My husband affectionately coined the name Master of Disaster for my daughter. She, as toddlers typically are, has an extremely healthy level of curiosity and a seemly endless amount of energy to explore. We did the usual child-proofing measures of putting locks on drawers, the gate at the top of the stairs and plugs in sockets. While she continued to grow in bravery and independence we quickly learned to clear clutter in her path and try to keep her confined when possible. Since I have not discovered how to be a hovering mom AND accomplish household tasks this has led to the nickname Master of Disaster.
For example, this morning she sat in her booster chair eating her breakfast while I was in the kitchen. I take advantage of the moments when she is strapped in and with food to occupy her so that I can clean the kitchen and complete tasks like emptying the dishwasher without an assistance climbing in.
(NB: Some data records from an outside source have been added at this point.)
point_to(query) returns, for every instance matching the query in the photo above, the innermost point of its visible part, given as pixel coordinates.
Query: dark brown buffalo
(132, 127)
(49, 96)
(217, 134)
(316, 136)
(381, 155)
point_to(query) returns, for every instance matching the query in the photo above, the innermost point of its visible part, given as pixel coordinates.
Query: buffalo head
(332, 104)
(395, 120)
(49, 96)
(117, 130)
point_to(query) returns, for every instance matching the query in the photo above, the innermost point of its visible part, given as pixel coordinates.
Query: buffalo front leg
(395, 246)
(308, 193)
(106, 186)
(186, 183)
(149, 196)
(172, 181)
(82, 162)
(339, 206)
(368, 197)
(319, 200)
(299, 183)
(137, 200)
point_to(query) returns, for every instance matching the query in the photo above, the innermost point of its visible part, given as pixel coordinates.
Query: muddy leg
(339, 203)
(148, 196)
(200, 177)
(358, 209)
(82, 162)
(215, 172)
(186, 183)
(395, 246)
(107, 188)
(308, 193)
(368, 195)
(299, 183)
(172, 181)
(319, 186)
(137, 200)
She sat eating in a cheerful mood, talking throughout her meal in her indistinguishable baby garble. My overly productive morning quickly turned to the realization that my back was turned to her too much when she indicated “All done,” and I saw how she had used most of her yogurt as lotion for her pants.
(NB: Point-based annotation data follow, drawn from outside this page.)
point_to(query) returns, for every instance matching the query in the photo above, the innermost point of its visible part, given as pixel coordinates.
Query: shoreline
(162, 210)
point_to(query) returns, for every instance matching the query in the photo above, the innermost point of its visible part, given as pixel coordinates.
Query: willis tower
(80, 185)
Her favorite disaster creating media is water. She could spend hours in the bathtub, sprinkler, or faucet just playing. The unfortunate part is that we don’t have all the time int he world to be playing with those things and she sometimes tries to make do with the dog bowl. I have found her with a measuring cup from the drawer scooping water from the bowl to the floor. I have scolded her for using her play kitchen set spoons to stir the dog’s water bowl. And I have noticed a pattern in her intentionally dipping her hands in the dog dish in order to get to play with the water in the faucet since the only rational step after putting hands in the water dish would be to wash hands.
By far the most comical, yet disgusting, Master of Disaster move I have seen yet with the dog’s water bowl happened as most of these incidences started. I am busy trying to keep up with my household mess and trust she is innocently playing with her things until I realize she has been quiet and independent for too long.
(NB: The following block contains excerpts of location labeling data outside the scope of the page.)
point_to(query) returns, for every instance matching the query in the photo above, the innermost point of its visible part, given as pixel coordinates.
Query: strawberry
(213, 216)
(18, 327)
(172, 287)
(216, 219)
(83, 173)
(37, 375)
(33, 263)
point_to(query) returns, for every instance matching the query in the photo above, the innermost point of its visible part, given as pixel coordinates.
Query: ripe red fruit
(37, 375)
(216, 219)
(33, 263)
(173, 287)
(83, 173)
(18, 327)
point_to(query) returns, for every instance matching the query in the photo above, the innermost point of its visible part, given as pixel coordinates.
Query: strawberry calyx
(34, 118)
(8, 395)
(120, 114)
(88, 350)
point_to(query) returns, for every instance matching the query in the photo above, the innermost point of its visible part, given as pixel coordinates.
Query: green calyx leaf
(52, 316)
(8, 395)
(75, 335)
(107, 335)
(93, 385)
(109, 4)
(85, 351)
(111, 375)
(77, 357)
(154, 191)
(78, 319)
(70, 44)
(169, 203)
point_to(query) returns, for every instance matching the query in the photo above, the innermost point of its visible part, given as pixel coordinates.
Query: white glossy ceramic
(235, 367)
“Parker” I call from the kitchen. Within seconds she steps into the doorway from the dining room to the kitchen, facing me, hands to her side, silent with a pacifier plugged in and avoiding eye contact. “Have you been in the water dish Parker?” I ask.
She loosens from her frozen position and moves past me in the kitchen to the refrigerator magnets. I can almost see the thought bubble in her head trying to distract me from questioning if she takes position with an approved activity. I continue to look down at her and recognize her hand is wet, of course she has been entertained by the water bowl. Crouching down on her level I show her that I noticed. She finally looks up at me with her big brown I’m sorry don’t I look too sweet to punish eyes. She resumes use of the pacifier in her mouth and I can tell from the wet escaping with every suck that it too has been submerged in the dog’s water dish.